I don’t often hear Space Suit compared to the other songs on this album. It’s not on any of my playlists. I actually hadn’t queued it up on its own in ages. But I love this track. And I almost always experience it the same way: as the final ripple after playing the Apollo 18 album start to finish. That’s when it feels ripe. For my ears, that’s when it really lands.
Space Suit blends all the signature instruments of the album: accordion, guitar, and synth, into a sound that feels simultaneously expansive and deeply intimate. I remember feeling disappointed when I first heard it as a teenager. No words? An instrumental closer? It felt anticlimactic. But then I grew up.
Now, it feels inevitable. Cosmic. The end of Apollo 18 doesn’t need lyrics. It needs a liftoff.
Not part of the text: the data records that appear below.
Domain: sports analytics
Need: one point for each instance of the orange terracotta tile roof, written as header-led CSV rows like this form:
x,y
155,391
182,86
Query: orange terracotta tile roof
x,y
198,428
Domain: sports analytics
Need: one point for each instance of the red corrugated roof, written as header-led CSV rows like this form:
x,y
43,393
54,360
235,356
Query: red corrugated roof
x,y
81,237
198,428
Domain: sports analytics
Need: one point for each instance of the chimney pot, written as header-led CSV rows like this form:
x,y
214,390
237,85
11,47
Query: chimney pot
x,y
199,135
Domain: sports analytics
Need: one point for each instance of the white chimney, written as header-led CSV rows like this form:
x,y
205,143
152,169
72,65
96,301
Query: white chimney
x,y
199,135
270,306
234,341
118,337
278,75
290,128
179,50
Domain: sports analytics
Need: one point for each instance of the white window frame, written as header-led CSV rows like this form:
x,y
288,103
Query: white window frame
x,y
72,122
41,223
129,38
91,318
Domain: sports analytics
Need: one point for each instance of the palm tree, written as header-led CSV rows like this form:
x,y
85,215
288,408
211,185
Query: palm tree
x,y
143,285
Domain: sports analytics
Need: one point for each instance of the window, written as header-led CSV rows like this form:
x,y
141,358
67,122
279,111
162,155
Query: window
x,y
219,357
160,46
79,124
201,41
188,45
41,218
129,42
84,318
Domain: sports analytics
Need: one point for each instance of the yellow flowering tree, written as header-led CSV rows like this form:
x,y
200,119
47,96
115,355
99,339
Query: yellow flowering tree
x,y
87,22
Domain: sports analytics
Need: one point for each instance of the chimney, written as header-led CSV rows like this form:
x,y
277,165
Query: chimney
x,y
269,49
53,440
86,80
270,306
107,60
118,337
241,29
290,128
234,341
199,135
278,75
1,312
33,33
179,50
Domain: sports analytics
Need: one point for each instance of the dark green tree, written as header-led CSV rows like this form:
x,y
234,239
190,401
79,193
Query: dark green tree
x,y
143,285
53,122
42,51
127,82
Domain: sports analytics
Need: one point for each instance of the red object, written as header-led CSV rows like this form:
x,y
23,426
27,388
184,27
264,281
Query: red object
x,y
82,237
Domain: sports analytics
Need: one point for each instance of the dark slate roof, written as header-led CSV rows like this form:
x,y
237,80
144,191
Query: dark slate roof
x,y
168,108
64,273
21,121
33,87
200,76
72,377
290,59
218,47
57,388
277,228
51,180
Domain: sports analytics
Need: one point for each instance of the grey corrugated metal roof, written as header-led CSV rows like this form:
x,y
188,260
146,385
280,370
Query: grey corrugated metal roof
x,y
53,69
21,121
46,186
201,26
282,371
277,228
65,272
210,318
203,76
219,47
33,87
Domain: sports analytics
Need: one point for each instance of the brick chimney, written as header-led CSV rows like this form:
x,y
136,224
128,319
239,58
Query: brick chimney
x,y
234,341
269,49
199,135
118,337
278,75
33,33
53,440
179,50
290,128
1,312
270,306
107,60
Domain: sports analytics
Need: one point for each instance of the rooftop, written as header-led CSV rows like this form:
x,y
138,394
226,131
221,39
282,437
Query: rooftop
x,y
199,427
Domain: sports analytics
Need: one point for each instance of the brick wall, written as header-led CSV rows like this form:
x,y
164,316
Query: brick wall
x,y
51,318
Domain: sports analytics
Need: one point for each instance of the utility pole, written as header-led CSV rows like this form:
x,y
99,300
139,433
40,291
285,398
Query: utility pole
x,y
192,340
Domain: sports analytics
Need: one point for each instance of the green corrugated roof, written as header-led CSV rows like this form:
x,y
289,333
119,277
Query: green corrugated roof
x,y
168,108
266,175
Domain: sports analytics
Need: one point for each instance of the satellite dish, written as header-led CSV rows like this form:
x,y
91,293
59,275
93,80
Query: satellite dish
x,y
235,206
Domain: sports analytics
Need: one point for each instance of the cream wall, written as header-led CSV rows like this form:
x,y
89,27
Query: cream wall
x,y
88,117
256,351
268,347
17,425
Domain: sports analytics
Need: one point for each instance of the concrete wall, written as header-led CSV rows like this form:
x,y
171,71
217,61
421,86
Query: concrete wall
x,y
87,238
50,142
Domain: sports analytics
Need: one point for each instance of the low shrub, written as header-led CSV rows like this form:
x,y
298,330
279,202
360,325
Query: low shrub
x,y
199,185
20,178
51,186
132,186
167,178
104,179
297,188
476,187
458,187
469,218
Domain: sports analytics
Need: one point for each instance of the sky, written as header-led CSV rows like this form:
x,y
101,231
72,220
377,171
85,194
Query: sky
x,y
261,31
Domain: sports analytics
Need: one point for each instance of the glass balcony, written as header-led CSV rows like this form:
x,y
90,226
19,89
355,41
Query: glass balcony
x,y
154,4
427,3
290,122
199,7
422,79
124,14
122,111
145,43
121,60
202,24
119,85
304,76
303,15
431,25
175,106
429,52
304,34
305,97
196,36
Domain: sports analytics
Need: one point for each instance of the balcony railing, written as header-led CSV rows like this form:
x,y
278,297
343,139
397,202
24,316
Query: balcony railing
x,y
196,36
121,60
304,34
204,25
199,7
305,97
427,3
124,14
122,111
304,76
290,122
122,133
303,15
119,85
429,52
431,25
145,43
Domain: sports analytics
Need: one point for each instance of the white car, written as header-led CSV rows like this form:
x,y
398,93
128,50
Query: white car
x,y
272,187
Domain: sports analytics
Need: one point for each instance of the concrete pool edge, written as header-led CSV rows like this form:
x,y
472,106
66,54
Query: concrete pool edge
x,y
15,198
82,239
When I listen to it now, I picture John and John as cosmonauts, suited up and floating toward the edge of a musical universe they’ve spent a decade inventing. And in many ways, that’s exactly what was happening.
Apollo 18 would be their last album as a duo. After this, the era of tape loops, drum machines, and reel-to-reel tape recorders would give way to a full band and a new way of making records. Space Suit feels like a beautiful farewell to all the sonic engineering and DIY innovation that got them this far. A quiet wave goodbye from inside their space capsule.
Their next album, John Henry, would land two years later, recorded live in the studio with a full band. This meant a drummer, a bass player, and an additional guitarist. And.. . horns? But I’ll start writing about that next week.
For now, I’m grateful to exist in the timeline where this album happened, and to everyone who’s followed along these past eighteen weeks. Onward and upward, into a brave new frontier.